The weather is getting so much warmer in the Bay Area that I thought we all could use a cool treat. Of course, I pulled out the ice cream machine, but since we’ve been exercising lately, I decided a healthy alternative was in order. So that’s why I pulled out my yogurt jars and made our family's favorite: Vietnamese yogurt. In Vietnamese, it's called sữa chua, which literally translates to "sour milk". It's also often referred to as da ua, which is the pidgin French term for "yaourt" (Vietnamese language swallows the consonant sounds from the French term).
Making Vietnamese yogurt is very easy and doesn’t even require a yogurt maker. The main ingredient is of course milk (sữa bò); to this are added condensed milk (hộp sữa đặc), warm water (nước sôi) and a ready-made-made yogurt (starter) to start the fermentation. You can find this starter, called hủ da ua cái, in Asian stores for $1.50 to $2.00 a jar.
Vietnamese yogurt is soft and tastes sour, sweet and a little tart. Once you try it, you'll be just as addicted as my family is!
Making your own home yogurt maker:
Place all the yogurt jars in the cooler. Measure the amount of water you would need to fill up the cooler up to 1-½" below the top of the yogurt jars. Write down or remember the exact amount of liquid needed. You'll need to use 1 part warm tap water and 2 parts boiling water later in the recipe.
Sterilize all your utensils:
Line the bottom of the pot with a piece of cloth so the jars do not move or break. Fill a large pot of water and bring to just under a boil. Place the yogurt jars, lids heat-proof funnel and tongs in the pot and let them boil for 10-15 minutes.

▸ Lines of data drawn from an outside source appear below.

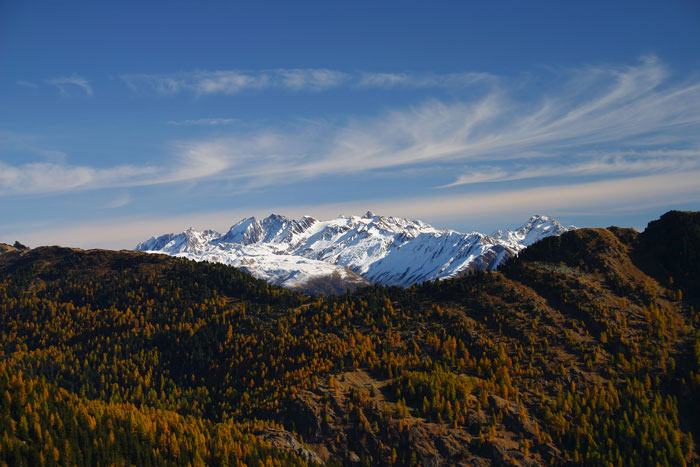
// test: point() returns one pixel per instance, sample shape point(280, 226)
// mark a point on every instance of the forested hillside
point(582, 351)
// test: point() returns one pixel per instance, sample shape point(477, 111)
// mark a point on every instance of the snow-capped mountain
point(351, 250)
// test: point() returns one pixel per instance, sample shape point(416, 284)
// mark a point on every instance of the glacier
point(353, 251)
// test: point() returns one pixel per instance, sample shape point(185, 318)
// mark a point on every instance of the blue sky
point(139, 118)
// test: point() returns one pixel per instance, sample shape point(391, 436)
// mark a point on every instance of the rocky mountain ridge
point(354, 251)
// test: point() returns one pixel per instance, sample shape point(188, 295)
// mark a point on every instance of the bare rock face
point(286, 441)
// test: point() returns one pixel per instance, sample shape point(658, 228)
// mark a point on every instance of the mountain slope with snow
point(352, 250)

Remove the jars from the water. Transfer all the items using tongs (jars face down to drain the water) onto a clean kitchen towel. Dry everything with a clean towel.
In a deep saucepan, bring 3-½ cups of water to a near boil. Dissolve the condensed milk in the hot water. Stir with a wooden spoon.
Let the milk cool down to about 122°F, then add the yogurt starter, 4-¼ cups of cold water and fresh milk. Allow the yogurt bacteria to incubate for about 5-10 minutes. The temperature should not exceed 130°F or the lactobacilli bacteria that curdles the milk will die.
Fill yogurt jars with the dairy mixture, leaving about ½-inch of head space. Carefully place the lids on the jars. Tighten the collar around each jar.
Place them in the cooler that can hold all the jars. Mix one part warm tap water and two parts boiling water in a pitcher and pour into the cooler. The amount of water needed is what you measured previously. The temperature of the water bath should be approximately 98°F.
Close the cooler and let it rest next to a warm area (like near the stove).
Let the jars rest in the bath for at least 8 hours. The longer you wait, the more tart and sour the flavor will be.
During the winter time: wait for more than 12 hours. I usually start at 7 p.m. and remove at about 9 a.m. the next day.
During the summer time: wait for about 9 hours. I start at 10 a.m. and it's done by 7 p.m. on the same day.
Check the consistency of the yogurt by tipping one of the jars and seeing whether the yogurt moves or not.
You could extend the fermentation time up to 15 hours if you like the yogurt more acidic. The less you wait, the sweeter it's going to be.
A yellowish liquid (whey) will form on top of the yogurt. Remove the whey, cover the jar with its lid again and store the jars in the refrigerator for at least 4 hours. The temperature of your refrigerator should be about 40°F. The cold will slow the growth of the yogurt bacteria but will not kill them.
Note: If you're planning on making more yogurts, don't forget to reserve one jar for your next weekly yogurt batch.
You could eat the lightly sweetened yogurt plain, as is. If you want to fancy it up a bit, after processing and refrigerating the yogurt, cover with fresh fruits such as berries and eat immediately.
The yogurts can be kept up to a week in the refrigerator or stored in the freezer for up to 6 months.
Condensed milk: Sữa đặc translates to "thick milk".
If you don't own a big enough cooler, you can use a regular large bucket and fill it with warm water, but make sure it's a very warm/hot day to get a good consistency. You'll have to "seal" the bucket with several layers of plastic wrap and then cover it with aluminum foil. I usually use the giant cooler that we have for summer picnics. It's much more convenient.
I bought the 6-ounce jars with plastic lids at Ikea.